Your body is going to go through all kinds of changes during this period. It is important that you take preventative measures to avoid colds and exposure to people who might be contagious. Here is a list of medications approved by your Greenville OB/GYN health care provider. They are also listed on the back of the emergency card you received on your first visit.

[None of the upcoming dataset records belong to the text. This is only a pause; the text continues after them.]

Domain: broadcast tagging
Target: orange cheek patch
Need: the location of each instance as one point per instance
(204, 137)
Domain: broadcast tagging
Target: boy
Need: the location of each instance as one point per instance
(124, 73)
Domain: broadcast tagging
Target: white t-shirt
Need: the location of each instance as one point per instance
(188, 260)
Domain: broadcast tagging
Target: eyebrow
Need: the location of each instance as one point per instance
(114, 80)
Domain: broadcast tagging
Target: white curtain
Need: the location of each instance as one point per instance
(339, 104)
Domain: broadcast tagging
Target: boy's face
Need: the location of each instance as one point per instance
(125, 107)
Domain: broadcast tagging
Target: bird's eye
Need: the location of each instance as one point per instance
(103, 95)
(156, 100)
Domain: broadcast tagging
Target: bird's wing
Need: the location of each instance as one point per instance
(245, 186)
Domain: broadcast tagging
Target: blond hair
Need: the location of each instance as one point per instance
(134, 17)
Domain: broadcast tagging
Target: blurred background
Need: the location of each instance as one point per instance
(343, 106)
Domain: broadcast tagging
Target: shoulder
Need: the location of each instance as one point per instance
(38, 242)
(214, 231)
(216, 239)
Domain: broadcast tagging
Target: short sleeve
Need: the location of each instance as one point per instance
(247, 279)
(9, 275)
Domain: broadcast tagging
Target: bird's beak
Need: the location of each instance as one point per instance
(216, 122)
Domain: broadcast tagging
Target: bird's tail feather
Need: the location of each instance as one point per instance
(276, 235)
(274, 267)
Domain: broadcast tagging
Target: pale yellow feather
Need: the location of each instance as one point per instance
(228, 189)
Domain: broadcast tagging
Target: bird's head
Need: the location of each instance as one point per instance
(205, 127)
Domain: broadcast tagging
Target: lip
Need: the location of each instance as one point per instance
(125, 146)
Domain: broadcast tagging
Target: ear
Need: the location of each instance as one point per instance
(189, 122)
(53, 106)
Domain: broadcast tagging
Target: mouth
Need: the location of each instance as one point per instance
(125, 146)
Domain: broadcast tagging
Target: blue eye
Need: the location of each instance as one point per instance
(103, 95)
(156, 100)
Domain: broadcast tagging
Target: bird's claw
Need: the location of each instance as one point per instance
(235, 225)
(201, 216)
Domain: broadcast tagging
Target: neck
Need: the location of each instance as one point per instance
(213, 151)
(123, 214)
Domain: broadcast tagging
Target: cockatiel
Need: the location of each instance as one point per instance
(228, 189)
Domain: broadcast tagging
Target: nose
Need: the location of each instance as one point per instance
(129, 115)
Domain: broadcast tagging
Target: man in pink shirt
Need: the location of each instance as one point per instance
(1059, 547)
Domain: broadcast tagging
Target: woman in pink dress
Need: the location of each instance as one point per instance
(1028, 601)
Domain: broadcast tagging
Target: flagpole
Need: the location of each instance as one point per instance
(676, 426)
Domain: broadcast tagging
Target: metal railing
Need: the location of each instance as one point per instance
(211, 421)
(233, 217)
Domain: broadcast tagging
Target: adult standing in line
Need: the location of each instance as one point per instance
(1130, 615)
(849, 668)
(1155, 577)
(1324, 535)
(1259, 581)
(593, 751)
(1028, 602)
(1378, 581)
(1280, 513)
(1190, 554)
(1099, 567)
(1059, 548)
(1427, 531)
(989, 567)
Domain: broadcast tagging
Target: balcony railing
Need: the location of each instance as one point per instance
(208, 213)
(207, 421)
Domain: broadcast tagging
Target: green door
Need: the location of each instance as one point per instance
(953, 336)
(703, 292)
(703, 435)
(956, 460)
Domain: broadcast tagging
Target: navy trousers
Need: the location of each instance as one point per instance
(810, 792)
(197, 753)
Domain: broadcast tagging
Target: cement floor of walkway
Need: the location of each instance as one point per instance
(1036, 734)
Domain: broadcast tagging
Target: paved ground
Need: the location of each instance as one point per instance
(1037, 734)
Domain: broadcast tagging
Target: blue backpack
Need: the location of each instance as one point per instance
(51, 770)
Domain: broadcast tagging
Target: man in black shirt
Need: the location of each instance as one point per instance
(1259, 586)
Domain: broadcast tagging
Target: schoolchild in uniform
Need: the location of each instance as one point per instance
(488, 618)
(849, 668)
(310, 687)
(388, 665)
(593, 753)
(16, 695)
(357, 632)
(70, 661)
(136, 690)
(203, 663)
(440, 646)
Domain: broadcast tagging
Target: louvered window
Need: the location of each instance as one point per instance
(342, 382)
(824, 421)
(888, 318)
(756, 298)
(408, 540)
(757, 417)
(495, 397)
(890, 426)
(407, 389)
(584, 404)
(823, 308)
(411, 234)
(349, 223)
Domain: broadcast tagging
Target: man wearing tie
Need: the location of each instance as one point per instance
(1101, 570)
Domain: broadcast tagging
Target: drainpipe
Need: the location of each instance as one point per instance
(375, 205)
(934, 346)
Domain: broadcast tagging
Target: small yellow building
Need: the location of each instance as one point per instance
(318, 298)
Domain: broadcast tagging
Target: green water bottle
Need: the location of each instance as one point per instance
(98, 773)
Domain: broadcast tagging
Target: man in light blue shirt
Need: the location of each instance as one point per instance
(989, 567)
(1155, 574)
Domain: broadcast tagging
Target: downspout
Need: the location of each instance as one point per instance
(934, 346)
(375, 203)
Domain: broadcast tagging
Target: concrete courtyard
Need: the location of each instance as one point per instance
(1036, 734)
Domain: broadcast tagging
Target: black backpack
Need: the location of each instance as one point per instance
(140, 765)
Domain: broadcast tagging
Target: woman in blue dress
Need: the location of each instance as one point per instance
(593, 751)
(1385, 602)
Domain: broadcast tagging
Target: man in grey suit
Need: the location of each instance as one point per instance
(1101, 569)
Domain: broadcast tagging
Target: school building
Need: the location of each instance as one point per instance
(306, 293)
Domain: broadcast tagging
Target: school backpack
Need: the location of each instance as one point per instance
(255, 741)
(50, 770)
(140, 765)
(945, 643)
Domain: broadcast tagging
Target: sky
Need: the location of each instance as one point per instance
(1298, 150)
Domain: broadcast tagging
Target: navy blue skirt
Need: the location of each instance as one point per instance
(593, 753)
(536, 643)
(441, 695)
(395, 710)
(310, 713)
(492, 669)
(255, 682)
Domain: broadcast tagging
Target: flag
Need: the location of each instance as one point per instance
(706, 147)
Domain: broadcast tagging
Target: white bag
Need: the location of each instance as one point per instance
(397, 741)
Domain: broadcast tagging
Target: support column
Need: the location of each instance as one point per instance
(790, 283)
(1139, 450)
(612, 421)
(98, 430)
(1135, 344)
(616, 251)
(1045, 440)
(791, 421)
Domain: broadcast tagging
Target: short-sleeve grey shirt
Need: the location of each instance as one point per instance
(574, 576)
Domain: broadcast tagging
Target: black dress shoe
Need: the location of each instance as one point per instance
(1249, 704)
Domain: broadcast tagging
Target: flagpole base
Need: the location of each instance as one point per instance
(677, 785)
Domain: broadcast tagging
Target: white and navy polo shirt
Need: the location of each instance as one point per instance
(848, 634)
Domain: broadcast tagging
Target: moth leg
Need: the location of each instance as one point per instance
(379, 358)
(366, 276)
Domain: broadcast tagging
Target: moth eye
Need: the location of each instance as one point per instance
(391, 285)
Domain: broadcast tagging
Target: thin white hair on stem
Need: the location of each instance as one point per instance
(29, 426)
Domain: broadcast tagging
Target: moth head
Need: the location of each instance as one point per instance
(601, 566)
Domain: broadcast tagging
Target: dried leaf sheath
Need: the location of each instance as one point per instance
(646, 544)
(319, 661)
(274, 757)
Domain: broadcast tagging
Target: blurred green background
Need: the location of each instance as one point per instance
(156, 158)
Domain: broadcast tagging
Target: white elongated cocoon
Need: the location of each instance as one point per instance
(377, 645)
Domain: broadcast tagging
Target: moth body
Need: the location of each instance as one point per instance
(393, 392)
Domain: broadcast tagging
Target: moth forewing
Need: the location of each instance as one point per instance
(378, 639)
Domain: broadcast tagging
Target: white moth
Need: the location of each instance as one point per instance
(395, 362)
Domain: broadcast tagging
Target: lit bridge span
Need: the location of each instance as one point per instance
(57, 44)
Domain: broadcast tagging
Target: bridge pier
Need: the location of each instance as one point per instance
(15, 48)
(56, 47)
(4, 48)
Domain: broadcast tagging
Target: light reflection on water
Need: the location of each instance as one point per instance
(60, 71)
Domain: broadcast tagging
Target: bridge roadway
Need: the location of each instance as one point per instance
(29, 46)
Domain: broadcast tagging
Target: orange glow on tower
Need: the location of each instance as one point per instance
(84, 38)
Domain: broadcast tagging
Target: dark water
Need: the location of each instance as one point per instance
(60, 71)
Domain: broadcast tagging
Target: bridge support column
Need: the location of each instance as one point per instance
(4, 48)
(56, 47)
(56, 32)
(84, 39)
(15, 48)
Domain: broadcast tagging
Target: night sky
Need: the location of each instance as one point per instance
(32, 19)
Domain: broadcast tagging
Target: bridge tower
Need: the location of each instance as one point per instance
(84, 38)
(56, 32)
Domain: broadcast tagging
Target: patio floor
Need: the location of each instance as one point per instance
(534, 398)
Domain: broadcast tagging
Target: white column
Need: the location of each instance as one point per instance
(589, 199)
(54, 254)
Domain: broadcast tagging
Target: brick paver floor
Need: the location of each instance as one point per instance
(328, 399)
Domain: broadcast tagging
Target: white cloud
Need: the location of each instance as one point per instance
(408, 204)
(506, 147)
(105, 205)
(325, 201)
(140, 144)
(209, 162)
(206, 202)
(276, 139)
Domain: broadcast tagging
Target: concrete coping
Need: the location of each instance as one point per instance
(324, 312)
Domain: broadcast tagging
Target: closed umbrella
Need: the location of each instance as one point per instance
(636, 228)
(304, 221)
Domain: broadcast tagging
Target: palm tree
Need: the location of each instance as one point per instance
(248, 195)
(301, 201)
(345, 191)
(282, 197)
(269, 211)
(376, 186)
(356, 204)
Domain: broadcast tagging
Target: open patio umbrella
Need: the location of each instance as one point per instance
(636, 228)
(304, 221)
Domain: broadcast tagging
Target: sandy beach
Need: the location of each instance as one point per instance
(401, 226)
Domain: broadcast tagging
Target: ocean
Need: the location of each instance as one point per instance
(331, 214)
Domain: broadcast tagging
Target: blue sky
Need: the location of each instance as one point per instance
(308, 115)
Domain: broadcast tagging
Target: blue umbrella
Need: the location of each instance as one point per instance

Folic acid helps new cells to grow and therefore, is essential for your growing baby. These supplements will help your baby’s brain and nervous system develop in the best possible way. It has just the right amount of Vitamin B, which drastically decreases the risk of neural tube defects, meaning the brain and spine, and is found naturally in foods such as broccoli and spinach. There are also benefits for you because folic acid keeps hair and skin healthy. Many multivitamins are available with folic acid, but pregnant women should consider the amount of other vitamins to avoid an overdose.
Throughout your pregnancy, you will have blood, urine, and cervical tests. These show your doctor any deficiencies or abnormalities that may exist. A blood test will check on antibodies, hemoglobin and hematocrit levels, and STDs. It can also tell you about your baby’s development, fetal blood levels, and catch whether your baby has any birth defects. Your doctor will perform a urine test at the beginning of each office visit. These results show sugar and protein levels and any possible infections. The cervical exam will involve a Pap test and monitor any changes to your cervix. There are a few other tests that may be performed but this is nothing out of the ordinary. Prenatal care is different for every woman and you may need tests which your friends or family did not have.
Exercise is sure to help ease the pains associated with pregnancy and give you a healthy, stronger baby, too. And now, your morning sickness has probably faded so you feel like doing some moderate exercise. Try at least 30 minutes of stationary biking or walking to get your heart rate up. Remember to stay as cool as possible by staying hydrated and taking breaks. There is no reason for you to try to lose weight right now. You are pregnant and your baby needs healthy food and room to grow! Also, the more you exercise now and get your heart rate up, the less your baby will stir when you are trying to sleep. They will be sure to get a workout whether you have one or not!